Is insulin-like growth factor-1 involved in Parkinson's disease development?

• Published in: Journal of translational medicine Vol. 18; no. 1; p. 70
• Main Authors: Castilla-Cortázar, Inma, Aguirre, Gabriel A, Femat-Roldán, Giovana, Martín-Estal, Irene, Espinosa, Luis
• Format: Journal Article
• Language: English
• Published: England BioMed Central Ltd 11.02.2020; BioMed Central; BMC
• Subjects: Age; Aging; Akinesia; Animal cognition; Antioxidants; Antioxidants (Nutrients); Anxiety; Apoptosis; Autocrine signalling; Brain; Cardiotonic agents; Central nervous system; Depression (Mood disorder); Development and progression; Disease; Diseases; Dopamine; Dopamine receptors; Estrogens; Female; Gender differences; Health aspects; Homeostasis; Hormones; Humans; IGF-1; Insulin; Insulin-Like Growth Factor I; Movement disorders; Neostriatum; Neurodegeneration; Neurodegenerative diseases; Neurons; Neuroprotection; Olfaction disorders; Oxidative stress; Paracrine signalling; Parkinson Disease; Parkinson's disease; Pathogenesis; Phenols (Class of compounds); Posture; Review; Risk factors; Sex hormones; Short term memory; Sleep; Substantia nigra; Tremor; Womens health; Mexico; Aging; IGF-1; Dopamine; Estrogens; Parkinson’s disease; Central nervous system
• ISSN: 1479-5876; 1479-5876
• DOI: 10.1186/s12967-020-02223-0

Parkinson's disease (PD) is a neurodegenerative disorder that results in the death of dopaminergic neurons within the substantia nigra pars compacta and the reduction in dopaminergic control over striatal output neurons, leading to a movement disorder most commonly characterized by akinesia or bradykinesia, rigidity and tremor.

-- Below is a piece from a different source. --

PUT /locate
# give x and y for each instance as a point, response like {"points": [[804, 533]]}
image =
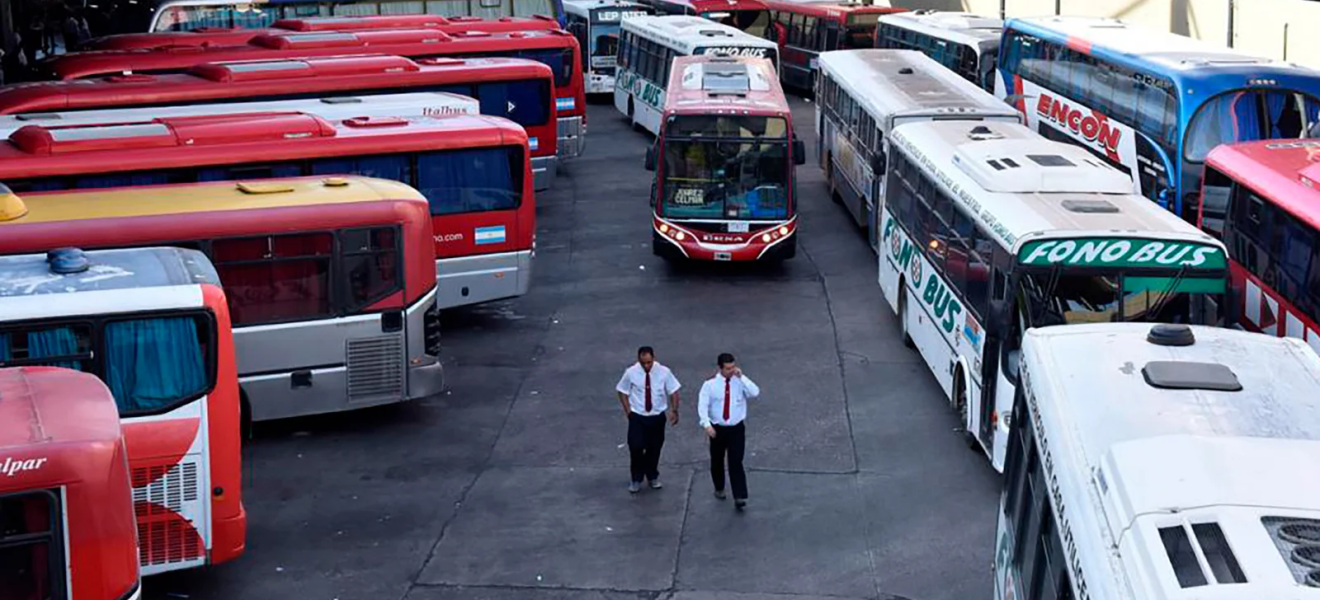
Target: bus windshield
{"points": [[726, 168], [1249, 115], [754, 23], [605, 45], [1079, 297]]}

Also, PD is less frequently depicted by sensory symptoms (pain and tingling), hyposmia, sleep alterations, depression and anxiety, and abnormal executive and working memory related functions. On the other hand, insulin-like growth factor 1 (IGF-1) is an endocrine, paracrine and autocrine hormone with several functions including tissue growth and development, insulin-like activity, proliferation, pro-survival, anti-aging, antioxidant and neuroprotection, among others. Herein this review tries to summarize all experimental and clinical data to understand the pathophysiology and development of PD, as well as its clear association with IGF-1, supported by several lines of evidence: (1) IGF-1 decreases with age, while aging is the major risk for PD establishment and development; (2) numerous basic and translational data have appointed direct protective and homeostasis IGF-1 roles in all brain cells; (3) estrogens seem to confer women strong protection to PD via IGF-1; and (4) clinical correlations in PD cohorts have confirmed elevated IGF-1 levels at the onset of the disease, suggesting an ongoing compensatory or "fight-to-injury" mechanism.